As the name itself suggests, a rainforest is characterized by the amount of rain it endures, which would have to be in the range of 1750-2000 mm. Rainforests exist only in either humid or hot weather conditions. They cover less than 10 percent of the planet, but are inhabited by more than half of different fauna and flora. As earlier mentioned, a forest contains only trees, but a rainforest houses species diversity, from rare plants to extinct animals.
The rainforest is further broken down into two regions; temperate rainforest and tropical rainforest.
Tropical rainforests are dominant near the equator, in tropical or humid areas, as in Southeast Asia and in the Pacific Region.
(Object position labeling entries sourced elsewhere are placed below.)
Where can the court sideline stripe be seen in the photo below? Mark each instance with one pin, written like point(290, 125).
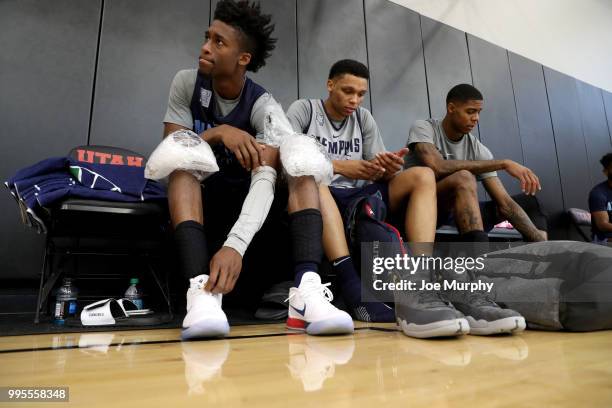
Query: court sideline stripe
point(252, 336)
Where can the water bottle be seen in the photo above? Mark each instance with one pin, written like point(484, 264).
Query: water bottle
point(134, 294)
point(65, 301)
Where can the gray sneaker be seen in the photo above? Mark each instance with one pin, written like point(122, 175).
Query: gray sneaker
point(423, 314)
point(485, 316)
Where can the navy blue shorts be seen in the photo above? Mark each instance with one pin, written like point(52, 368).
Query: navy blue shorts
point(345, 196)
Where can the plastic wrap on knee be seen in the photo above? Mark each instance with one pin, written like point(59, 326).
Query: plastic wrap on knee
point(276, 126)
point(181, 150)
point(302, 155)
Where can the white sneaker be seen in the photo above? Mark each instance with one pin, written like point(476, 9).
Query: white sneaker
point(310, 309)
point(204, 318)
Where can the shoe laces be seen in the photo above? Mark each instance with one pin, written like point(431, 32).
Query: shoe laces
point(320, 289)
point(480, 299)
point(428, 296)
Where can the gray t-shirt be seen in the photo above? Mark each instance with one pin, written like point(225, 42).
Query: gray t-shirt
point(179, 100)
point(431, 131)
point(344, 140)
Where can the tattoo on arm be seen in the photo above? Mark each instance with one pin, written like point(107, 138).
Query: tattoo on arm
point(520, 220)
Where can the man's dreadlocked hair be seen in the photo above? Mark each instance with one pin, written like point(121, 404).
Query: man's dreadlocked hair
point(255, 27)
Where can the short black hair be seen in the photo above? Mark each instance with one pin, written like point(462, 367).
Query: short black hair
point(351, 67)
point(463, 93)
point(256, 28)
point(606, 160)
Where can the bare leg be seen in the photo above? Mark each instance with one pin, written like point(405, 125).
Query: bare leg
point(184, 198)
point(303, 194)
point(334, 241)
point(415, 187)
point(459, 191)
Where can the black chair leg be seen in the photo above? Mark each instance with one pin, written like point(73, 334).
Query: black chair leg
point(165, 291)
point(43, 274)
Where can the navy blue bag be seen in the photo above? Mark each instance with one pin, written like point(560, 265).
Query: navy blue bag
point(366, 230)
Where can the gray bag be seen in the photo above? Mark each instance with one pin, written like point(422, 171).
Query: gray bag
point(555, 285)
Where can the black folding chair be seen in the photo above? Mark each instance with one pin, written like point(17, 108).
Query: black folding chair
point(85, 227)
point(581, 220)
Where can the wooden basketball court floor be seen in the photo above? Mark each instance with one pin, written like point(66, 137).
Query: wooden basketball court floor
point(265, 366)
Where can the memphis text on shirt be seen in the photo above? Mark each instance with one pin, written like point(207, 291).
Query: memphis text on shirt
point(340, 147)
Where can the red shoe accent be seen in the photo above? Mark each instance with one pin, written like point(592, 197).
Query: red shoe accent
point(296, 324)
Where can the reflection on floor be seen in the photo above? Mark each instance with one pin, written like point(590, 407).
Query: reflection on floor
point(263, 365)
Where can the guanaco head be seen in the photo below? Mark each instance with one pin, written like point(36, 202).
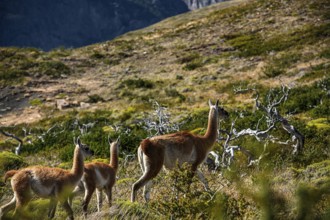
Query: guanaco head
point(223, 114)
point(115, 143)
point(86, 151)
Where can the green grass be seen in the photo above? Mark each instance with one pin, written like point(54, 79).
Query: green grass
point(9, 161)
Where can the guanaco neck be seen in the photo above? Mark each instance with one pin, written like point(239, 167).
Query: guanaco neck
point(212, 128)
point(114, 156)
point(78, 163)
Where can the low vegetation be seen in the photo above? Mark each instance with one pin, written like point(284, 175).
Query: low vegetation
point(181, 63)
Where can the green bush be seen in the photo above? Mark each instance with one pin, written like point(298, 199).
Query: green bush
point(137, 83)
point(95, 98)
point(174, 93)
point(307, 98)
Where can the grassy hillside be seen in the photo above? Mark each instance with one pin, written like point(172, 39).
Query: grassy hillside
point(181, 63)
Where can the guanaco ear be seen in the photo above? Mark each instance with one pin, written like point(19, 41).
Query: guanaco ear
point(109, 139)
point(78, 141)
point(210, 104)
point(118, 140)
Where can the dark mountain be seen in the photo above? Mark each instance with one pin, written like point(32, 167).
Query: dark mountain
point(196, 4)
point(48, 24)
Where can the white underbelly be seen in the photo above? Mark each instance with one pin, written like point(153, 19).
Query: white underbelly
point(41, 190)
point(100, 180)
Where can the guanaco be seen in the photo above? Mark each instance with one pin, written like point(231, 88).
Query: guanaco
point(99, 176)
point(169, 149)
point(46, 182)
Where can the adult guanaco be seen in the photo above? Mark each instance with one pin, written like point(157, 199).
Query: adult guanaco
point(169, 149)
point(99, 176)
point(46, 182)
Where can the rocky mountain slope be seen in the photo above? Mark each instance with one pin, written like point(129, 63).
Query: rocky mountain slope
point(197, 4)
point(109, 88)
point(51, 24)
point(188, 58)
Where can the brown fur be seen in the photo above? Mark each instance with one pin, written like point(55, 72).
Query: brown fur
point(98, 176)
point(46, 182)
point(167, 150)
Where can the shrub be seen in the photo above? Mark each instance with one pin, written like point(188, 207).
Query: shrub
point(137, 83)
point(174, 93)
point(95, 98)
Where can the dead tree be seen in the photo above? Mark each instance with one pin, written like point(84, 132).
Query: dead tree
point(20, 142)
point(159, 122)
point(272, 117)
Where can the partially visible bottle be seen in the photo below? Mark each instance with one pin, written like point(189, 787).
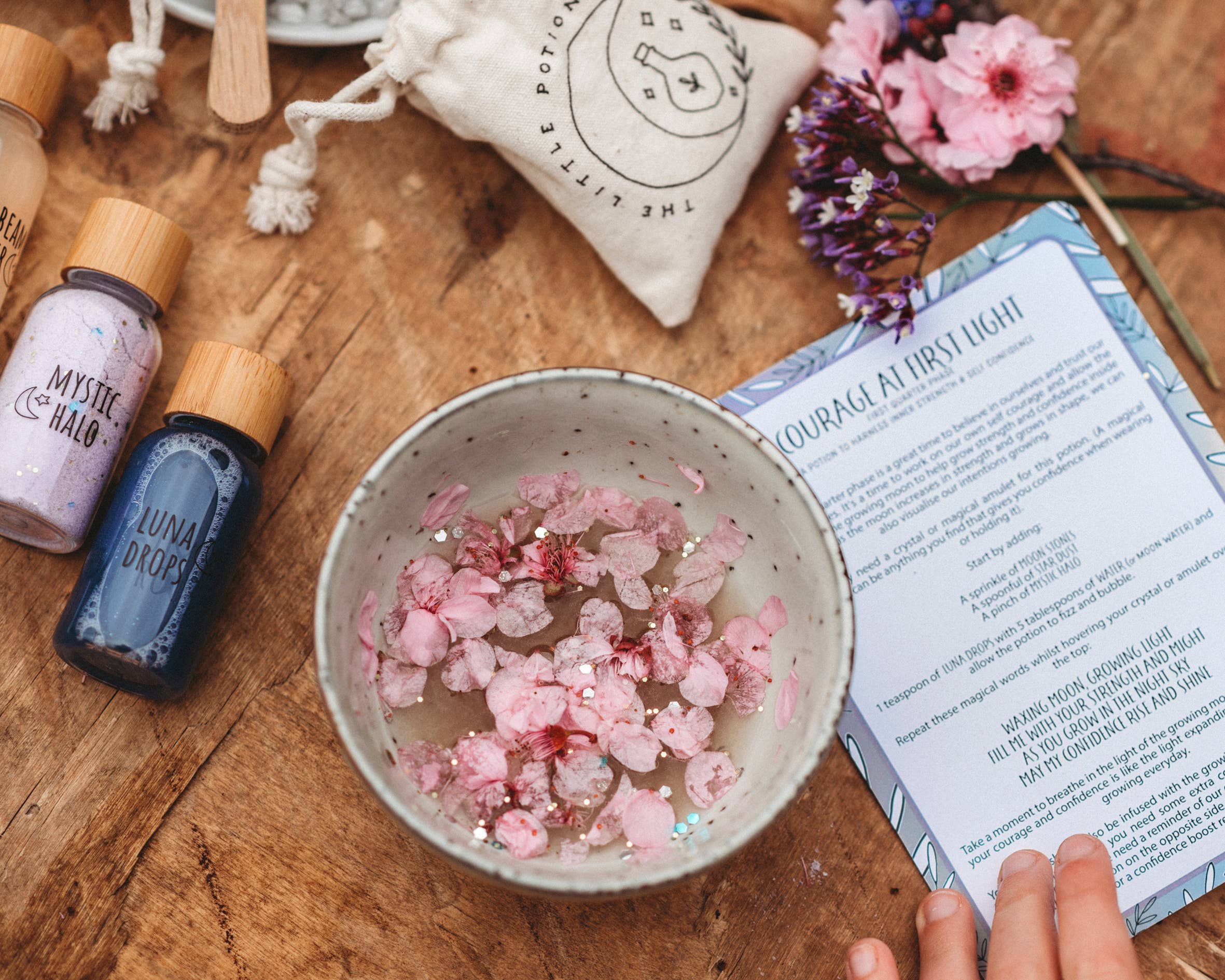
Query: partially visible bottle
point(33, 75)
point(80, 369)
point(177, 527)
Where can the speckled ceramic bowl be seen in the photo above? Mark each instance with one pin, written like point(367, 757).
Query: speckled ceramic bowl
point(611, 427)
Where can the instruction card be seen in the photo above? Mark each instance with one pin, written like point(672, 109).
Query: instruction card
point(1029, 504)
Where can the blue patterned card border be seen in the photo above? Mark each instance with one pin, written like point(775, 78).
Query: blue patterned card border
point(1063, 223)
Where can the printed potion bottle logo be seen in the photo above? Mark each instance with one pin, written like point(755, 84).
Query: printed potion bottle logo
point(12, 238)
point(73, 402)
point(166, 544)
point(658, 89)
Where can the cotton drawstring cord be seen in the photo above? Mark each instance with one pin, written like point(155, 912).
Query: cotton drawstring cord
point(134, 65)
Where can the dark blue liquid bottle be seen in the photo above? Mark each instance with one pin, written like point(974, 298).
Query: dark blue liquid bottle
point(167, 547)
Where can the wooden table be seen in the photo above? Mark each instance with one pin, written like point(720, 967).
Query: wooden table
point(224, 836)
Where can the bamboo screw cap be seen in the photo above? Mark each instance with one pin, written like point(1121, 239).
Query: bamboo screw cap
point(134, 244)
point(33, 74)
point(235, 387)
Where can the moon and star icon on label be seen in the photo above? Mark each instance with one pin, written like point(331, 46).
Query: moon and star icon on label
point(658, 89)
point(22, 403)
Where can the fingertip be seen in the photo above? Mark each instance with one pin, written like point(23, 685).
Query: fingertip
point(940, 906)
point(870, 960)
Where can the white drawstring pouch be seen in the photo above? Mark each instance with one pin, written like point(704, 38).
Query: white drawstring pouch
point(640, 120)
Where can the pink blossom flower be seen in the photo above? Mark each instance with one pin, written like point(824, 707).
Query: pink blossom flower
point(442, 607)
point(607, 826)
point(1014, 87)
point(525, 698)
point(630, 555)
point(522, 612)
point(483, 771)
point(428, 765)
point(445, 505)
point(788, 697)
point(490, 550)
point(706, 683)
point(367, 636)
point(607, 504)
point(685, 731)
point(521, 833)
point(661, 525)
point(708, 777)
point(915, 97)
point(550, 491)
point(648, 822)
point(691, 474)
point(859, 39)
point(558, 560)
point(400, 684)
point(469, 666)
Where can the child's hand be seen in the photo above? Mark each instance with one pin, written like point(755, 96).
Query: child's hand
point(1092, 942)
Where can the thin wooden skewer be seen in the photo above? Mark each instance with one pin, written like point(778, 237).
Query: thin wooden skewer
point(1092, 189)
point(1078, 179)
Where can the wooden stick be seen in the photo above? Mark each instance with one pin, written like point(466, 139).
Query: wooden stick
point(1076, 176)
point(239, 85)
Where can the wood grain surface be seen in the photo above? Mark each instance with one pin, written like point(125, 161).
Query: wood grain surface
point(224, 836)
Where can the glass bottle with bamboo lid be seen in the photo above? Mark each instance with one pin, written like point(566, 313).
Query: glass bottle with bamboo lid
point(33, 75)
point(80, 369)
point(177, 526)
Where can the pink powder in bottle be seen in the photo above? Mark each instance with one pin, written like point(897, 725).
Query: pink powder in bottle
point(80, 372)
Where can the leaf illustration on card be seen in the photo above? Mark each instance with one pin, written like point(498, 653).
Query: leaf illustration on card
point(857, 758)
point(897, 808)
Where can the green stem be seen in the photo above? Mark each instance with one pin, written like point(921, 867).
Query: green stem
point(1145, 202)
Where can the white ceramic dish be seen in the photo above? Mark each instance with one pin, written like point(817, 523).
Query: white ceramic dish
point(202, 14)
point(584, 418)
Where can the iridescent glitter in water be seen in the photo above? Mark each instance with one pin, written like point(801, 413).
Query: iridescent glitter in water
point(80, 370)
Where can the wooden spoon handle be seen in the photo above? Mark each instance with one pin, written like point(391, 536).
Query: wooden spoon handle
point(239, 86)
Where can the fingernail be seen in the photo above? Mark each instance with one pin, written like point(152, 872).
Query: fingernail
point(861, 960)
point(1021, 860)
point(1075, 848)
point(938, 906)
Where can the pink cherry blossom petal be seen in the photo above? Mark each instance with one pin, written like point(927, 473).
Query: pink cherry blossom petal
point(582, 775)
point(686, 732)
point(549, 491)
point(467, 617)
point(708, 777)
point(613, 506)
point(428, 765)
point(522, 610)
point(634, 592)
point(635, 746)
point(602, 619)
point(446, 505)
point(607, 826)
point(400, 684)
point(727, 542)
point(424, 637)
point(788, 697)
point(629, 554)
point(773, 615)
point(648, 820)
point(574, 852)
point(699, 577)
point(706, 684)
point(521, 833)
point(696, 478)
point(662, 525)
point(570, 517)
point(469, 666)
point(367, 636)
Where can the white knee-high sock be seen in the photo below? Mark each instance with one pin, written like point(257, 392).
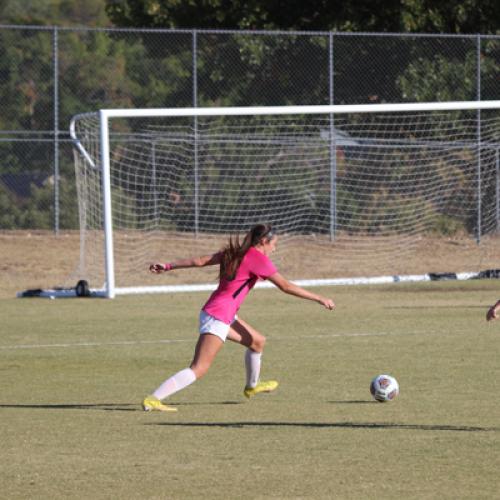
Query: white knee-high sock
point(252, 365)
point(175, 383)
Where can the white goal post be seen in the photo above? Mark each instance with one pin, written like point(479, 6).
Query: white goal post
point(355, 191)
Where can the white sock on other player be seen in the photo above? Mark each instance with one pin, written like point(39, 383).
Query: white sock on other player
point(252, 365)
point(175, 383)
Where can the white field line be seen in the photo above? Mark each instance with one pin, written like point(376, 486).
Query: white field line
point(173, 341)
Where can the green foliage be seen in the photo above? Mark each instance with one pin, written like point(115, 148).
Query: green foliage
point(440, 78)
point(37, 210)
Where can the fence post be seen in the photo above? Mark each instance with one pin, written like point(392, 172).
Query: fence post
point(55, 50)
point(196, 166)
point(497, 187)
point(478, 136)
point(333, 146)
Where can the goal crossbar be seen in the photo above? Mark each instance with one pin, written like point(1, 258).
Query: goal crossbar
point(103, 134)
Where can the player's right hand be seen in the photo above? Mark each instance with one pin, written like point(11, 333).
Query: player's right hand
point(159, 268)
point(328, 303)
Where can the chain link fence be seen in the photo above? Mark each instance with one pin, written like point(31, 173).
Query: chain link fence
point(49, 74)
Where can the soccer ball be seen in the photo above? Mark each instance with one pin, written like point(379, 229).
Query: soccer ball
point(384, 388)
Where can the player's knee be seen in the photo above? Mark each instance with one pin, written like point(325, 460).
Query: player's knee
point(200, 369)
point(258, 343)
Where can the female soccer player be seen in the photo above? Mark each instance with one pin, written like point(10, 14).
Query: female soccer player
point(493, 311)
point(241, 266)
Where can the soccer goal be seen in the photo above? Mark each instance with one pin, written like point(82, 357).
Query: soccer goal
point(354, 191)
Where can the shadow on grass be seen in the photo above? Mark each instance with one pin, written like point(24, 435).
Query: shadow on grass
point(332, 425)
point(101, 406)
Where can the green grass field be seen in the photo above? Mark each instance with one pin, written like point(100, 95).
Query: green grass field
point(73, 372)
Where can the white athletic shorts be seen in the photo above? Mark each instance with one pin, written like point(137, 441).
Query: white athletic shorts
point(209, 324)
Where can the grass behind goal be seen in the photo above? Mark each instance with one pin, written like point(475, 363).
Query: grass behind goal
point(74, 373)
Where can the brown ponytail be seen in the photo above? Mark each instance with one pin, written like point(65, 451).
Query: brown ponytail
point(233, 253)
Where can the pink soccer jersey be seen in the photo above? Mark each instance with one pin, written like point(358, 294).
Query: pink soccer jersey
point(224, 302)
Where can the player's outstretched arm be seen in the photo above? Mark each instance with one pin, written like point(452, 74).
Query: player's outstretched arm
point(493, 311)
point(288, 287)
point(204, 260)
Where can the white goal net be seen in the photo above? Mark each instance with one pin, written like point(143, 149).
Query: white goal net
point(353, 191)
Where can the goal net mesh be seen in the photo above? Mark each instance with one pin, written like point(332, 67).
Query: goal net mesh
point(349, 195)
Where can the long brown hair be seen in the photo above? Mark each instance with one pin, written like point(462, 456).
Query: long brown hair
point(233, 253)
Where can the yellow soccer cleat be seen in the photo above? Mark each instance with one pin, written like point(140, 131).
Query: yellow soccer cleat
point(268, 386)
point(151, 403)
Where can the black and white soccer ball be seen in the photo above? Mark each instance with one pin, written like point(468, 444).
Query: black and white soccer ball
point(384, 388)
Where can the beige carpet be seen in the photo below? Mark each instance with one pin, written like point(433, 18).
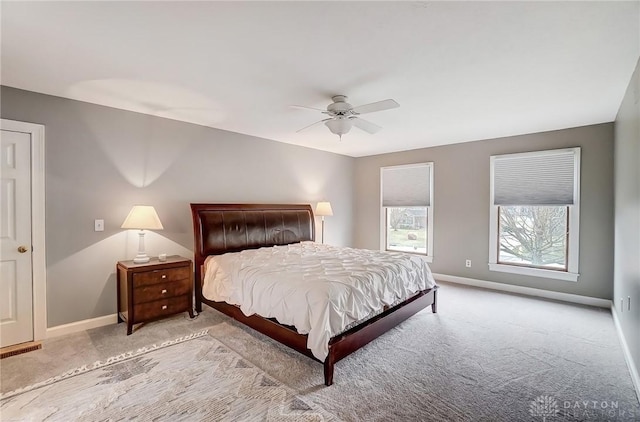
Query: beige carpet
point(485, 356)
point(193, 378)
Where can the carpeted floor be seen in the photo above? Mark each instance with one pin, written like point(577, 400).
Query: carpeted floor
point(486, 356)
point(168, 381)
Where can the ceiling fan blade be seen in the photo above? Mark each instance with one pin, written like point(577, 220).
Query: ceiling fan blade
point(308, 108)
point(312, 124)
point(377, 106)
point(365, 125)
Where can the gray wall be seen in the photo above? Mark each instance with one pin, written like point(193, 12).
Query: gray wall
point(461, 205)
point(627, 212)
point(100, 161)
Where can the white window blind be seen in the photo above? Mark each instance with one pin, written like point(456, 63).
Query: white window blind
point(537, 178)
point(406, 186)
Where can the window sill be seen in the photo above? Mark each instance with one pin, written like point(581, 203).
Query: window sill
point(535, 272)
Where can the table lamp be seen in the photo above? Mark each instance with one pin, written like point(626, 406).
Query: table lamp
point(142, 217)
point(324, 209)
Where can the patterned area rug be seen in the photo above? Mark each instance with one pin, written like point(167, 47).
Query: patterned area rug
point(191, 378)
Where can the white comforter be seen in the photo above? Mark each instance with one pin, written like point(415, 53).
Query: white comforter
point(319, 289)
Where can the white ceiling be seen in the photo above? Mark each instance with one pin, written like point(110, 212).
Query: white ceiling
point(461, 71)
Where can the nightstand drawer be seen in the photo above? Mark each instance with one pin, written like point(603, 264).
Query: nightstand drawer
point(160, 276)
point(158, 308)
point(161, 291)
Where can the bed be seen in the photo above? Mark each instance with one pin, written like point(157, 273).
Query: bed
point(221, 229)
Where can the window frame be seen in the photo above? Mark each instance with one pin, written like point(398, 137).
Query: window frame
point(383, 211)
point(573, 215)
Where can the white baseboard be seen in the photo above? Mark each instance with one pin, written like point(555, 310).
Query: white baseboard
point(635, 375)
point(529, 291)
point(74, 327)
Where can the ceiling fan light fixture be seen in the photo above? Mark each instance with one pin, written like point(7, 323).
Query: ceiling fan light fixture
point(339, 126)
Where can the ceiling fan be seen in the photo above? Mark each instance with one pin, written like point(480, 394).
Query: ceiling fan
point(342, 115)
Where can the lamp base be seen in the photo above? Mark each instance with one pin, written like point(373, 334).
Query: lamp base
point(141, 259)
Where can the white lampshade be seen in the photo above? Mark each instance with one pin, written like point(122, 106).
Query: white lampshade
point(142, 217)
point(324, 209)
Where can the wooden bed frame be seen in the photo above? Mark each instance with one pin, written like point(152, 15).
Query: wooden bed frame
point(222, 228)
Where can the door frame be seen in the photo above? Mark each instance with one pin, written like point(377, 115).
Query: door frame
point(38, 254)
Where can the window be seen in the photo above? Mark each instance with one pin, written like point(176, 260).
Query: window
point(535, 212)
point(407, 209)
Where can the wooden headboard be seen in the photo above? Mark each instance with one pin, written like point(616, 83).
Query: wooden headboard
point(222, 228)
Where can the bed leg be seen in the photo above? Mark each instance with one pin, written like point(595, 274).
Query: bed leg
point(434, 305)
point(328, 371)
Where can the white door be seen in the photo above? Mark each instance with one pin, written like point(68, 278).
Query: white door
point(16, 282)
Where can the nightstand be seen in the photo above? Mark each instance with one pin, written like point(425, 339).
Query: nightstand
point(154, 290)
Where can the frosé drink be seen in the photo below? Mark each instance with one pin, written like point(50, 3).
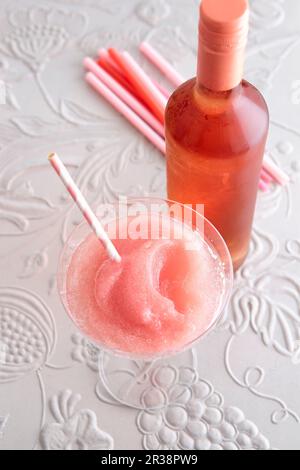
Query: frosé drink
point(167, 291)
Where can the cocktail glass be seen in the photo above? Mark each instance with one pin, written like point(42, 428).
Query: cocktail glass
point(148, 205)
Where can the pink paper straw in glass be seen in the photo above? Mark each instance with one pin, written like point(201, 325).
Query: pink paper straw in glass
point(142, 83)
point(84, 207)
point(160, 62)
point(127, 112)
point(124, 95)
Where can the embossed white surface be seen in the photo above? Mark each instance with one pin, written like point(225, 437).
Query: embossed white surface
point(240, 387)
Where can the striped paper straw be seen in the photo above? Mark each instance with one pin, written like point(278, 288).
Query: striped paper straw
point(84, 207)
point(141, 82)
point(124, 95)
point(126, 111)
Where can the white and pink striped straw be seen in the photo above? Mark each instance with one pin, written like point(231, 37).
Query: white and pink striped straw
point(124, 95)
point(84, 207)
point(126, 111)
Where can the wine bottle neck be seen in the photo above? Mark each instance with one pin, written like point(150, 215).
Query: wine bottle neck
point(222, 44)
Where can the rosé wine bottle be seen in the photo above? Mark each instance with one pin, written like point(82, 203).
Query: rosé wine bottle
point(216, 128)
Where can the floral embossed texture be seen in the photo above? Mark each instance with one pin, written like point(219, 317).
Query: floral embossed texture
point(85, 352)
point(73, 430)
point(27, 333)
point(40, 33)
point(185, 412)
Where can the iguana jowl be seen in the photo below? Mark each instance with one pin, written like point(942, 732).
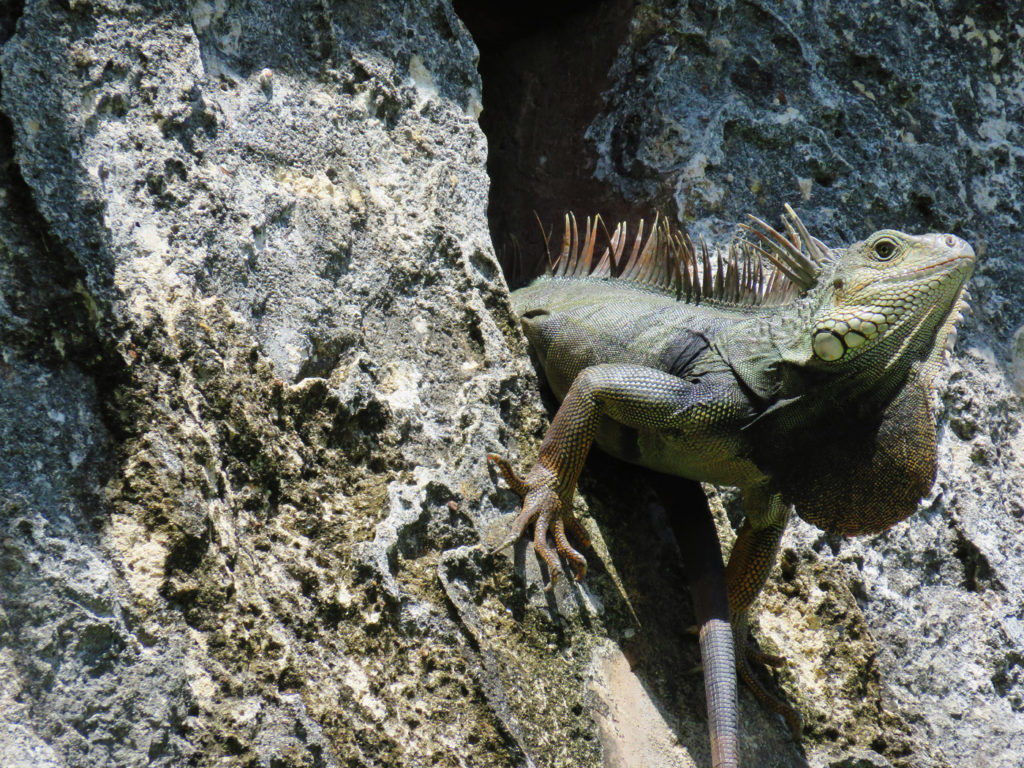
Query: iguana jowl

Tropical types are characterized by the location of the ITCZ or the Inter-tropical convergence zone. Temperate rainforests are literally in temperate zones or hot areas, specifically, in North America and in East Asia.
Besides the differences between forest and rainforest, both also share another significant similarity as they play vital roles in maintaining good and healthy ecosystems. It is important to preserve and protect both from the extreme impact of calamities, global warming, and other elements that could potentially deplete and destroy the rainforest. The departments of forestry in all states, or nations, are concerned with mobilizing citizens to be environmentally aware of the means of protecting the natural structure of the environment, including the fauna and the flora that lives in it and the proper use of all renewable resources.